SQL Server – Indexing Referenced Table Columns

index-tuningsql serverstring-searching

I would like to do a search across columns of joined tables. What would the best index configuration be for the query below?

Table A
------------
Id
ValueA
-- Table A has many more columns

Table B
------------
Id
AId
ValueB
-- Table B has many more columns

At the moment, I have clustered indexes on the Primary Keys and non-clustered indexes (which don't include any columns) for columns AId, ValueA, and ValueB.

SELECT *
FROM TableA a
INNER JOIN TableB b ON a.Id = b.AId
WHERE 
    a.ValueA LIKE 'SearchTerm%' OR
    b.ValueB LIKE 'SearchTerm%'

Update
Table A is likely to run into the low millions while Table B will only have low tens of thousands of entries.

In the real world Table A will be a list of transactions, where the value is some sort of a transaction reference. Table B will be a list of users where the value could be anything such as a name or any other descriptive information.

At the moment we use an ORM which will essentially do a SELECT *. Naturally this could be changed, but there would be a fairly large impact on the application side.

Best Answer

Your query is a tricky one for the optimizer, for two reasons.

  1. The optimizer doesn't currently have logic to transform a disjunction (OR) across tables into a union (related Q & A).
  2. The optimizer doesn't reason about deferring lookups (dealing with keys only until the last moment). This relates to the SELECT * component of the given query.

Together, these limitations mean there is very little indexing can do to assist the query as written (ORM generated), leaving aside the possibility of a (nonclustered) column store index.

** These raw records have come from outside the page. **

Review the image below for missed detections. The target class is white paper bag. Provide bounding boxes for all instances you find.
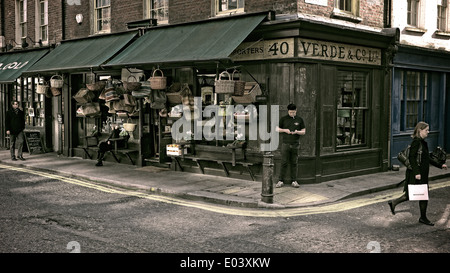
[408,184,428,200]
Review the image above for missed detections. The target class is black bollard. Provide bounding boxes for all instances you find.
[261,152,274,204]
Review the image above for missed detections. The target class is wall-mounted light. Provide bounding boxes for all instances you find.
[75,13,83,25]
[22,36,42,48]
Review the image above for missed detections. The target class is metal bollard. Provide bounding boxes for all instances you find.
[261,152,274,204]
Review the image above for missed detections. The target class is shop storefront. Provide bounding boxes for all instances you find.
[105,13,398,183]
[10,13,398,183]
[0,48,51,149]
[26,31,138,158]
[390,45,450,164]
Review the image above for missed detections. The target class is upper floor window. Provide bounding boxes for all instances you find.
[400,71,428,131]
[334,0,359,16]
[94,0,111,33]
[437,0,447,32]
[16,0,27,38]
[407,0,419,27]
[38,0,48,42]
[146,0,169,24]
[216,0,244,15]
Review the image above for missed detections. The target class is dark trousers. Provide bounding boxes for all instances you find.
[278,143,300,182]
[9,131,24,158]
[97,141,113,162]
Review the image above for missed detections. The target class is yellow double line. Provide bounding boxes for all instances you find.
[0,164,450,217]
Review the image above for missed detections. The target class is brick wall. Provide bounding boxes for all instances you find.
[3,0,384,44]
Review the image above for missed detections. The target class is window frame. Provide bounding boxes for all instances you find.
[144,0,169,25]
[406,0,420,28]
[334,0,360,16]
[93,0,111,34]
[335,69,371,150]
[400,69,431,131]
[16,0,28,40]
[214,0,245,16]
[436,0,448,32]
[36,0,48,44]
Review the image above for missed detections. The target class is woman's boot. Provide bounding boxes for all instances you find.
[95,151,105,166]
[388,193,408,215]
[419,200,434,226]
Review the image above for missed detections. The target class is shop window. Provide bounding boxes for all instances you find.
[94,0,111,33]
[400,71,428,131]
[16,0,27,38]
[436,0,447,32]
[37,0,48,42]
[334,0,359,16]
[12,77,45,127]
[145,0,169,24]
[336,71,369,147]
[407,0,419,27]
[215,0,244,15]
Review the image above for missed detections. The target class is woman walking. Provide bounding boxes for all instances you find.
[388,121,447,226]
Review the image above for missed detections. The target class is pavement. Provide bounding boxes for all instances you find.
[0,149,450,209]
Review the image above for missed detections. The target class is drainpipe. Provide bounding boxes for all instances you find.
[61,0,66,41]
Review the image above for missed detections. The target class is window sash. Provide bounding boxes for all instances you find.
[39,0,48,42]
[147,0,169,24]
[336,71,369,148]
[407,0,419,27]
[216,0,245,14]
[437,5,447,31]
[400,71,429,131]
[94,0,111,32]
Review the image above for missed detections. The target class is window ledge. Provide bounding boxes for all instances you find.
[330,9,362,23]
[405,27,427,34]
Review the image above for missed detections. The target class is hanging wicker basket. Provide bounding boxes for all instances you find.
[50,75,64,88]
[148,69,167,89]
[86,81,106,91]
[231,70,245,96]
[123,118,136,132]
[50,87,61,97]
[36,82,49,95]
[123,75,142,91]
[214,71,234,94]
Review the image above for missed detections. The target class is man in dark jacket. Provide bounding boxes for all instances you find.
[6,101,25,161]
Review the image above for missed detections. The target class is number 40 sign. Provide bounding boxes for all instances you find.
[230,38,295,61]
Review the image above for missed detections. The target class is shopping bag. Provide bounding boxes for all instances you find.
[408,184,428,201]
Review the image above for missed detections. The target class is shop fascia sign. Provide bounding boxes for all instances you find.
[0,61,28,71]
[230,38,381,65]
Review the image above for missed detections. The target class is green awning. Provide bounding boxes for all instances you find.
[0,48,48,83]
[105,14,266,67]
[27,31,137,73]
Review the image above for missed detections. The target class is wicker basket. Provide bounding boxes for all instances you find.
[50,86,61,97]
[148,69,167,89]
[232,82,262,104]
[123,119,136,132]
[166,83,183,104]
[86,81,106,91]
[214,71,234,94]
[36,82,49,95]
[50,75,64,88]
[231,70,245,96]
[123,75,142,91]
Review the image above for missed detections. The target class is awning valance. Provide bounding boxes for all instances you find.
[27,31,137,73]
[0,48,49,83]
[105,14,266,67]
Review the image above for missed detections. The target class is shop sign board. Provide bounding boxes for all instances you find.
[297,38,381,65]
[230,38,381,65]
[230,38,295,61]
[24,131,44,155]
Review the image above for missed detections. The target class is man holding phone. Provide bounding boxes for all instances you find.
[275,104,306,188]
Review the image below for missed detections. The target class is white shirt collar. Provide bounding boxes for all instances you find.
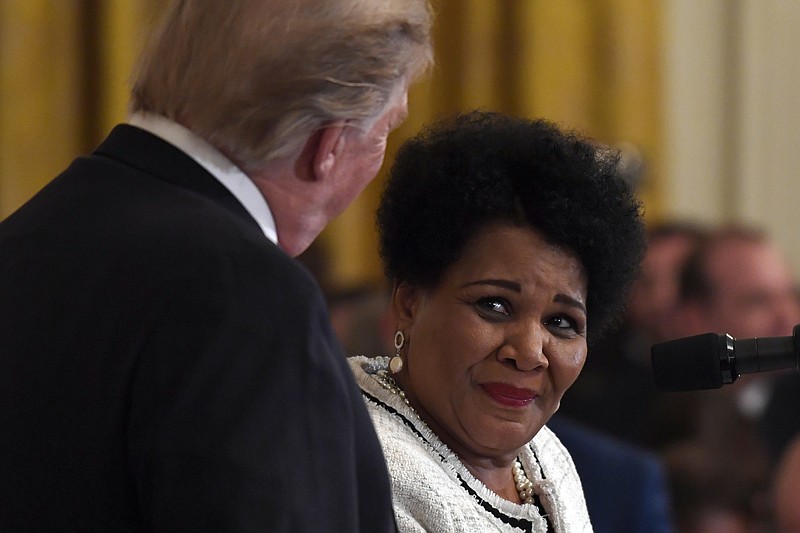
[128,113,278,244]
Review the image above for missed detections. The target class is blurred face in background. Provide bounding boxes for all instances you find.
[695,240,800,337]
[628,234,695,341]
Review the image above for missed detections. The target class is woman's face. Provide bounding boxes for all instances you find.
[393,220,587,462]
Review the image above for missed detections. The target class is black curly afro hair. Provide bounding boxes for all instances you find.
[377,111,646,340]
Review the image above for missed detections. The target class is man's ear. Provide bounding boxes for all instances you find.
[392,282,421,330]
[312,125,345,181]
[295,124,345,181]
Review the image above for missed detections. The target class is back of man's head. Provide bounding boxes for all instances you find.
[131,0,432,168]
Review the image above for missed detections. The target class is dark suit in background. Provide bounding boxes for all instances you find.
[547,414,673,533]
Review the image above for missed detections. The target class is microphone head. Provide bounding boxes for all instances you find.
[650,333,725,392]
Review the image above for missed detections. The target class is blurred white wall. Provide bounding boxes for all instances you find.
[662,0,800,274]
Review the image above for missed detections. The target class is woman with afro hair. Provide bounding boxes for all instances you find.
[350,111,645,533]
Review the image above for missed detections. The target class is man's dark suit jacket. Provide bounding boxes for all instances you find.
[0,125,394,533]
[547,414,673,533]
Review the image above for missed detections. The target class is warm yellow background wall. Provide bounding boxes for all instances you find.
[0,0,662,286]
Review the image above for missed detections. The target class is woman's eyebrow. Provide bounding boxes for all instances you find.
[461,279,522,292]
[553,293,586,314]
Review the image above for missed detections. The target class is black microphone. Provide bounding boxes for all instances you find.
[650,324,800,392]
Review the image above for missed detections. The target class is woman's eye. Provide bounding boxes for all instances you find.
[478,298,511,315]
[545,315,578,331]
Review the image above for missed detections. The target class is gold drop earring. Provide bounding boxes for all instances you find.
[389,329,406,374]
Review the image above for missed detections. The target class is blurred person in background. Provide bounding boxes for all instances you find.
[772,436,800,533]
[656,225,800,532]
[560,221,705,450]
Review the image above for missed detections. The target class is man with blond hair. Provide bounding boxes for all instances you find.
[0,0,432,532]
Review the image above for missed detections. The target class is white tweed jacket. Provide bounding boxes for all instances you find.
[349,356,592,533]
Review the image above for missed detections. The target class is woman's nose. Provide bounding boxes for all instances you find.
[498,325,549,372]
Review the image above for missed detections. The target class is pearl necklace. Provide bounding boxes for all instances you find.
[372,370,533,504]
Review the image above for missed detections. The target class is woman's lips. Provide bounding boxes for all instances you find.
[481,383,538,407]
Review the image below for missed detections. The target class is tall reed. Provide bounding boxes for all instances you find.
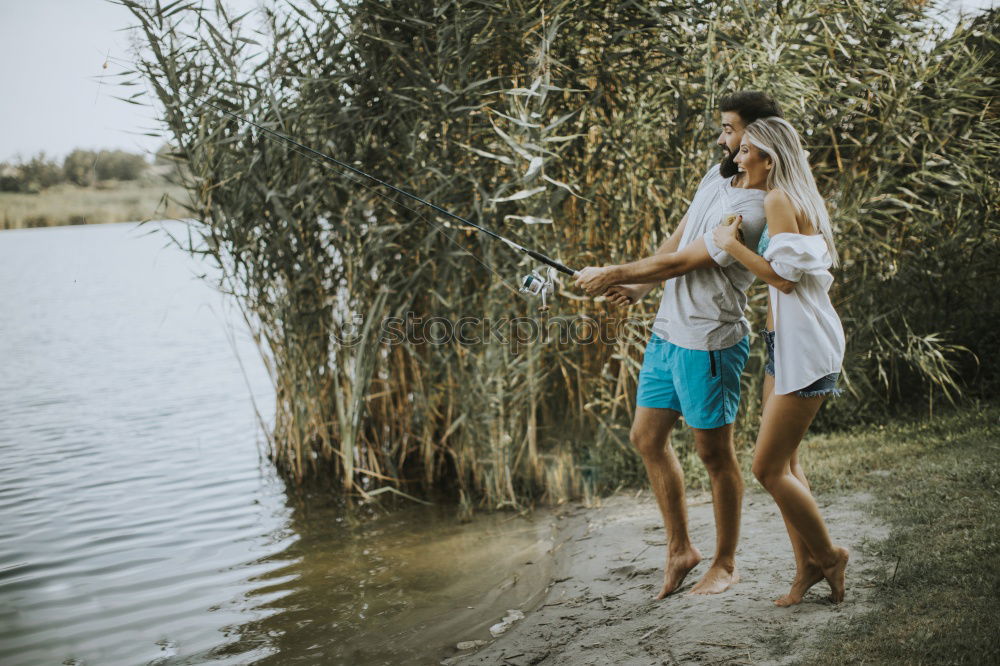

If performance is inadequate, you may have to bite the bullet and write a custom query. In that case, modifying the existing index on ValueB to include AId would be useful, coupled with a rewrite like the following:

SELECT TA.*, TB.* 
FROM 
(
    -- Disjunction as union
    SELECT A.Id, b.Id
    FROM TableA a 
    INNER JOIN TableB b 
        ON b.AId = a.Id
    WHERE 
        a.ValueA LIKE 'SearchTerm%'

    UNION

    SELECT A.Id, b.Id
    FROM TableB b 
    INNER JOIN TableA a 
        ON a.Id = b.AId
    WHERE 
        b.ValueB LIKE 'SearchTerm%'
) AS M (A_Id, B_Id)
-- Lookups
JOIN dbo.TableA AS TA ON TA.Id = M.A_Id
JOIN dbo.TableB AS TB ON TB.Id = M.B_Id;

The target plan shape is:

execution plan

How much better this is in practice depends on several factors, including how selective the LIKE predicates are (and that they are always prefix searches).


Guessed schema:

DROP TABLE IF EXISTS dbo.TableB, dbo.TableA;

CREATE TABLE dbo.TableA 
(
    Id integer NOT NULL PRIMARY KEY, 
    ValueA varchar(256) NULL INDEX iValueA,
    Padding char(4000) NOT NULL DEFAULT '', -- other columns

    /*INDEX i (ValueA) INCLUDE (Id)*/
);

CREATE TABLE dbo.TableB 
(
    Id integer NOT NULL PRIMARY KEY,
    AId integer NOT NULL REFERENCES dbo.TableA (Id) INDEX iAId,
    ValueB varchar(256) NULL /*INDEX iValueB*/,
    Padding char(2000) NOT NULL DEFAULT '', -- other columns

    INDEX i (ValueB) INCLUDE (AId)
);

UPDATE STATISTICS dbo.TableA WITH ROWCOUNT = 3000000, PAGECOUNT = 3000000;
UPDATE STATISTICS dbo.TableB WITH ROWCOUNT = 30000, PAGECOUNT = 30000;